A large part of the consultation paper focuses on the semantics of cremation and burial and why, therefore, methods such as alkaline hydrolysis, which ‘uses water, alkaline chemicals, heat and pressure to break down the tissue of a deceased person into liquid leaving bone fragments and teeth,’ differ. Indeed, the paper goes to the trouble of consulting the Oxford English Dictionary definition of the verb ‘to burn.’
An equally large part of the paper describes the two main methods envisaged. Scientifically, these explanations are interesting and, to some extent, warranted given the purpose of the consultation. The paper does, though, also touch on other, less common, potential funerary methods, such as freezing (in its various forms) and exposure. It invites consultees to advise of any other potential methods, with the aim of ensuring any framework for regulation is future-proofed.

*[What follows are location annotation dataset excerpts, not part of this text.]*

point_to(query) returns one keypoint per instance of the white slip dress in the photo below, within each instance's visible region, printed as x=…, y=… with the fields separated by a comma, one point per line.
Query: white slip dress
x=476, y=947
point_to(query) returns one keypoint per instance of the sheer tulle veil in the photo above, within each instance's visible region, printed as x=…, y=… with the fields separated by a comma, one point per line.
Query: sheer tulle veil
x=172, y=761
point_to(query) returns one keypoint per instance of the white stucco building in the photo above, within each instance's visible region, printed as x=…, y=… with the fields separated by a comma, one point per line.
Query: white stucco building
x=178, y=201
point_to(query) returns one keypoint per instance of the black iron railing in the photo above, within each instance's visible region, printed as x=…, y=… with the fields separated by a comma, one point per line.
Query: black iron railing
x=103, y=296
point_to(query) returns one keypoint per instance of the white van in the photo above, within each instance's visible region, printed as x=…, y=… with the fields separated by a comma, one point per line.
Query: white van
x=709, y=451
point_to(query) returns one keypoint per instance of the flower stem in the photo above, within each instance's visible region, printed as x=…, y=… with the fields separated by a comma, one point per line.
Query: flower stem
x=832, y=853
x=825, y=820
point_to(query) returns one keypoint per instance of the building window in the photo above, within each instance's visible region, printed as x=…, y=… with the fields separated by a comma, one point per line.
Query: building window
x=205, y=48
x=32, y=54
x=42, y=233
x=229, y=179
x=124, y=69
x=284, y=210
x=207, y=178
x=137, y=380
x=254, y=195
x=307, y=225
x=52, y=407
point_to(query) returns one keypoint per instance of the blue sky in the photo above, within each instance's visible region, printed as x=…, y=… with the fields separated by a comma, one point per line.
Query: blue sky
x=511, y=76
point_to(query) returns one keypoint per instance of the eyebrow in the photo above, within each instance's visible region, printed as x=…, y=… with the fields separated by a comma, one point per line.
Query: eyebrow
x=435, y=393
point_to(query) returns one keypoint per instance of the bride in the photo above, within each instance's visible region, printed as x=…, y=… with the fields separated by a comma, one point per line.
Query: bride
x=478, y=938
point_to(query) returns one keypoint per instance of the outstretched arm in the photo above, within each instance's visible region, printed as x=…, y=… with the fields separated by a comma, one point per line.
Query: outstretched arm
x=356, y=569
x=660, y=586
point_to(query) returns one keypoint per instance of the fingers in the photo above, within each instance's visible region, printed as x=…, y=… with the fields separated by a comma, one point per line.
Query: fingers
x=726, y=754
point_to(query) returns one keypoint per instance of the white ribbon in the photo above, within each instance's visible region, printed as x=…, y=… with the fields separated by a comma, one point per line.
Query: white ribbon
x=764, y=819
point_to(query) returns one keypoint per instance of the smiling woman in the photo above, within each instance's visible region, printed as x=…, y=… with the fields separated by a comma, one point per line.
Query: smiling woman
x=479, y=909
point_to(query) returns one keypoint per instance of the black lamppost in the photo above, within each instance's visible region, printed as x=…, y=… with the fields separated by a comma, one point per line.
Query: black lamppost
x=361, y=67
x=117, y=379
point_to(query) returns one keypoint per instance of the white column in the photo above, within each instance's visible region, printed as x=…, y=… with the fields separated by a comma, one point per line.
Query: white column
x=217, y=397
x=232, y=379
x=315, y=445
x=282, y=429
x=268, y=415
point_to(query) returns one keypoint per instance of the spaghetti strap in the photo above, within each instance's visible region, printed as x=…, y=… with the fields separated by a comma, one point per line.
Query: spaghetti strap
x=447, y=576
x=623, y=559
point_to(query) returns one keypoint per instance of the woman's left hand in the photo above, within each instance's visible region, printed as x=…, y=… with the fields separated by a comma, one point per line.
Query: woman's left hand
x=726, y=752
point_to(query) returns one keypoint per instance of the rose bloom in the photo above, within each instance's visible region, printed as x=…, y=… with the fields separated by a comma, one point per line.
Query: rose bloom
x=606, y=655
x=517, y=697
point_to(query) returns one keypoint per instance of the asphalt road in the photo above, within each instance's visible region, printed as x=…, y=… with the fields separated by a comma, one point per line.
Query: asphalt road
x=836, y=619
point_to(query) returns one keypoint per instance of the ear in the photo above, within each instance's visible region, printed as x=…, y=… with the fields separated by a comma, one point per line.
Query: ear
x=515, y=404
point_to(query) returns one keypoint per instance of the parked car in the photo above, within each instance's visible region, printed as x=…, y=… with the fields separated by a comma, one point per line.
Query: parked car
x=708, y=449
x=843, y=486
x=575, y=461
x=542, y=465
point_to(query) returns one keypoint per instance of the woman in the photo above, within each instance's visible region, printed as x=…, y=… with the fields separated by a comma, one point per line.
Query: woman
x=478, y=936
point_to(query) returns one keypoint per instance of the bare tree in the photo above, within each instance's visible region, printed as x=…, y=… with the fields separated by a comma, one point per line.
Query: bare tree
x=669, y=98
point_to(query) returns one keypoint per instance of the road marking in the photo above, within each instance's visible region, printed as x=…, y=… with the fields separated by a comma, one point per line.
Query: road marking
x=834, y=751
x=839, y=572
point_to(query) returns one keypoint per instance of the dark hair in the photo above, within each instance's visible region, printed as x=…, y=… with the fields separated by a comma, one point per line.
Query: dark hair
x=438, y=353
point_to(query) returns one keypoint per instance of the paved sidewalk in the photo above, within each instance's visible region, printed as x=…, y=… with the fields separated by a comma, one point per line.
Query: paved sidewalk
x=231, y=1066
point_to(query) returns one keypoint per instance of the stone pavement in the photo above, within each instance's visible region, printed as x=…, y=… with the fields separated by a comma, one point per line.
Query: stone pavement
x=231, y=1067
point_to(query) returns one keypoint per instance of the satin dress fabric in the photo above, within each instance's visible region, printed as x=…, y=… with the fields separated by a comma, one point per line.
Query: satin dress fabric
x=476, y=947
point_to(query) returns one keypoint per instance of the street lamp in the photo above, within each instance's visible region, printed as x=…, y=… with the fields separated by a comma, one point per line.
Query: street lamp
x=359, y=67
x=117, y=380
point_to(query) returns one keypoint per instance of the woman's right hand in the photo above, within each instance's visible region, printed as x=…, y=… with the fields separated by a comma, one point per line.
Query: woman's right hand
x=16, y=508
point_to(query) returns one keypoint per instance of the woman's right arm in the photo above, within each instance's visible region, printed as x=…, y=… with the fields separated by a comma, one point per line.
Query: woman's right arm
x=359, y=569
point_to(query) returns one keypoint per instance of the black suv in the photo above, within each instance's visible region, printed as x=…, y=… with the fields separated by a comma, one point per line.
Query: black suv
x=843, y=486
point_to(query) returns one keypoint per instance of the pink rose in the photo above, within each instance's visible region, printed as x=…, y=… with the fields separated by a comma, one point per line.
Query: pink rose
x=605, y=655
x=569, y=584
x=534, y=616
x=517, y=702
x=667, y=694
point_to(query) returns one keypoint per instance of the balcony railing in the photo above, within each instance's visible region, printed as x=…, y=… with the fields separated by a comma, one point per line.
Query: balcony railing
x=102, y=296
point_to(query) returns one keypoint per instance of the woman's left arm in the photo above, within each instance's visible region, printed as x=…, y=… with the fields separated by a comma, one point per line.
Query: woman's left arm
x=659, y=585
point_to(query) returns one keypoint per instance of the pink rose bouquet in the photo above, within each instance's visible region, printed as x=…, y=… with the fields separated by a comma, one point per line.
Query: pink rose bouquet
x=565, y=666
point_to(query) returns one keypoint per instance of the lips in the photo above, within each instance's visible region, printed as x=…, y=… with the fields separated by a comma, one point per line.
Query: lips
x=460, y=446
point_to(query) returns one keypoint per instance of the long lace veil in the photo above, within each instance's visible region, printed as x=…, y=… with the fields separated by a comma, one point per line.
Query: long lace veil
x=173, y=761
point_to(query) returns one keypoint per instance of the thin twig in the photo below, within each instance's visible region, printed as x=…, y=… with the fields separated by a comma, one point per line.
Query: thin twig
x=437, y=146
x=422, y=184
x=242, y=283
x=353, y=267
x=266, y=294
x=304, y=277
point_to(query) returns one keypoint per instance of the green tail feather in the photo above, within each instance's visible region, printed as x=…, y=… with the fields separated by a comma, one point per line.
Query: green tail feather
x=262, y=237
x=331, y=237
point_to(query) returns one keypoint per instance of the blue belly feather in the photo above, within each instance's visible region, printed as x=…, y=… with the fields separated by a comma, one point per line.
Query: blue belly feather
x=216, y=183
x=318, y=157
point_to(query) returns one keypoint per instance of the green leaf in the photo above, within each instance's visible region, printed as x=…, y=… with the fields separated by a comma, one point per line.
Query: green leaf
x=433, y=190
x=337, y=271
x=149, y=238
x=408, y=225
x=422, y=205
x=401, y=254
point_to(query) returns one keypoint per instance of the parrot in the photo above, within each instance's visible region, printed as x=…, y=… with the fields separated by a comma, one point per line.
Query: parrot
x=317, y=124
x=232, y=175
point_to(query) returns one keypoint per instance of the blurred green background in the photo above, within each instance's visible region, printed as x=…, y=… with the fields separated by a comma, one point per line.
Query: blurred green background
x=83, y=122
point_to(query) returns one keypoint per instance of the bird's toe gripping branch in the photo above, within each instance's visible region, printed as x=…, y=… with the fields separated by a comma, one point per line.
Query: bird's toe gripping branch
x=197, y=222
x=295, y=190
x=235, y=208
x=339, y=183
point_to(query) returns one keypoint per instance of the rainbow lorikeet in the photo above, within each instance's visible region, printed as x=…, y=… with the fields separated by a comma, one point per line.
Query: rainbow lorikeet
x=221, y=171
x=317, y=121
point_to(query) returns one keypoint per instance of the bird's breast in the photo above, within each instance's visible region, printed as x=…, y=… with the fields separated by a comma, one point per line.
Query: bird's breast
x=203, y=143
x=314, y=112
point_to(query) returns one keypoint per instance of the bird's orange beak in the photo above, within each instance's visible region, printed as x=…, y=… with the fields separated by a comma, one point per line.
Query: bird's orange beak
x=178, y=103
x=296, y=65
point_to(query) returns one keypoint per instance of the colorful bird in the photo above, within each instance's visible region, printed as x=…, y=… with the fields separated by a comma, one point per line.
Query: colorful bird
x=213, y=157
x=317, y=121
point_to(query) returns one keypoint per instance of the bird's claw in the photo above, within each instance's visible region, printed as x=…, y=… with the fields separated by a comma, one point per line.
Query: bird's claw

Ultimately, the crux of the purpose of the consultation appears to be that it is ‘arguable’ as to whether the use of new funerary methods is prohibited by current legislation and, in any event, seeking to apply existing legislation to new funerary methods is ‘complicated and potentially confusing.’ However, the paper also comments that ‘due to the sensitivities around death, certainty is valued by those involved in the death care sector.’
The purpose
Is the real reason behind the consultation, therefore, to appease stakeholder sensitivities in a culture where an ill-chosen word can inadvertently or otherwise offend? Is it to address the wants of those lobbying for new funerary methods for commercial purposes? Or is it to provide the clarity and certainty that it purports to set out to achieve?
The paper acknowledges that in Ireland and South Africa, for instance, there is no legislation specifically addressing alkaline hydrolysis, yet it is available in both jurisdictions. It further acknowledges that there is ‘no explicit prohibition on the use of new funerary methods in burial and cremation law or any other legislation.’ This begs the question as to why we need to legislate for this.
Academic advisor to the project, Professor Heather Conway of Queen’s University, states that “respect for the dead” is a “universal standard that permeates the law” and it is apparent that the Law Commission is very much leaning towards legislating this area and providing a framework for regulation.
One notable problem, however, is that while the paper discusses the arguable need for regulation and legislation, it does not drill down into the pros and cons of either such regulation or the known new funerary methods, beyond mentioning that burial space in England and Wales is likely to run out in the coming decades. Nor does it present a rigorous cost-benefit analysis. Of course, both may well follow in the impact assessment or, as is more likely, as part of the government’s considerations should a regulatory framework be invoked.
With all that being said, it is hard to ignore that the existing law is an uneasy mix of Victorian burial statutes and early 20th century cremation rules that leaves 21st century techniques in legal limbo. As such, this consultation can rightly be said to be achieving the Law Commission’s stated aim of keeping the Law of England and Wales under review and making recommendations where needed.